The Independant cite le rapport d’Internet 2.0, une société australienne de cybersécurité qui a compilé les dépenses chinoises en réactifs pour tests PCR : 36,7 millions de yuans en 2018 mais une explosion à 67,7 millions de yuans en 2019. Internet 2.0 estime cette augmentation « notable, significative et anormale » notamment en provenance d’institutions situées à Wuhan : l’épicentre de l’épidémie de Covid-19.

Une coïncidence ?

Les résultats de cette étude font dire à The Independant que l’épidémie a peut-être commencé dès l’été 2019. Et pas seulement à bas bruits puisque le gouvernement chinois aurait donc pris rapidement ses dispositions pour réaliser des tests. Cette conclusion a été contestée par le ministère des Affaires étrangères chinois.

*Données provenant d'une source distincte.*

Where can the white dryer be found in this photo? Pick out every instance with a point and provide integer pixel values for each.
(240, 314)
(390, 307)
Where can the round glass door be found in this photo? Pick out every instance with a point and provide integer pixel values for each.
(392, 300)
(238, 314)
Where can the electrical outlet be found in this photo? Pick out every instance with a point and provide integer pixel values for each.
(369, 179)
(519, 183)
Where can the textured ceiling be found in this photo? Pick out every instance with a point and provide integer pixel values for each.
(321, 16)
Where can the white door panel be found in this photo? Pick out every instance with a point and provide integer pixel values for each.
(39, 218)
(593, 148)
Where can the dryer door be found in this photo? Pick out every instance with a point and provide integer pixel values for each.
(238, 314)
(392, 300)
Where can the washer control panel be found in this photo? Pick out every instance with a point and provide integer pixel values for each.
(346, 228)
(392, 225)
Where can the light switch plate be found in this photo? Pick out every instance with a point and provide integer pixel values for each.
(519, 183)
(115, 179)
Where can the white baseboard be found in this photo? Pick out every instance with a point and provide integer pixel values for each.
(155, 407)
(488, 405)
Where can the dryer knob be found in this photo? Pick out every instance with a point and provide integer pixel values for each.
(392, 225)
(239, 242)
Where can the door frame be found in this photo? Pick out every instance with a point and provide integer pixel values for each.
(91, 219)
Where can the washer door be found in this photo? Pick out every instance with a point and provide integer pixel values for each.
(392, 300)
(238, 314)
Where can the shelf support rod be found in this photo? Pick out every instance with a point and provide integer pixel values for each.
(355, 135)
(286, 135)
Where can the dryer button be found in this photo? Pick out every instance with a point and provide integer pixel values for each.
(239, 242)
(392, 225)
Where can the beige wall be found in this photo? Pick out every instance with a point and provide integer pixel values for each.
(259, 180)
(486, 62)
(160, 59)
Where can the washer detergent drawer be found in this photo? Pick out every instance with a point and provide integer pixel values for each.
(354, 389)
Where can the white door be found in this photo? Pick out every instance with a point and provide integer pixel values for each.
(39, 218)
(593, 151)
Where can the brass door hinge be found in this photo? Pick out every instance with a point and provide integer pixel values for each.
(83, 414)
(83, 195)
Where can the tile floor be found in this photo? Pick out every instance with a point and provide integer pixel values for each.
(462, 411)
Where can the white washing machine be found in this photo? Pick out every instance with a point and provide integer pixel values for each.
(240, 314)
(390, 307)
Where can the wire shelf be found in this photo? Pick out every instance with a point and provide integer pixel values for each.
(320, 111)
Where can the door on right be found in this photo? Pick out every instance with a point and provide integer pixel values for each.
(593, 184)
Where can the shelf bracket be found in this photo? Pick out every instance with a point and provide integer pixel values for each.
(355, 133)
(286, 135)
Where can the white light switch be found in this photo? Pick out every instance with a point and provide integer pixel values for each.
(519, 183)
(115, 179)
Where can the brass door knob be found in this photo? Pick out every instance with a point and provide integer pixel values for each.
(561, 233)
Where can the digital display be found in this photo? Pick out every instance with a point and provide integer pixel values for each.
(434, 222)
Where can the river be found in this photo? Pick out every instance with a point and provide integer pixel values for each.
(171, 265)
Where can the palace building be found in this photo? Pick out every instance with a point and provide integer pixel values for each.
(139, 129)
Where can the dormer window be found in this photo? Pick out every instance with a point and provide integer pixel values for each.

L’hypothèse de la coïncidence n’est néanmoins pas totalement à exclure. Le journal britannique interroge Amesh Adalja, chercheur principal au centre Johns-Hopkins, une référence dans le suivi de la pandémie, qui ne juge pas si surprenant cette augmentation des achats de réactifs pour tests PCR, « puisque c’est devenu une méthode de choix pour la détection de pathogènes » en tous genres, même avant la pandémie de Covid-19.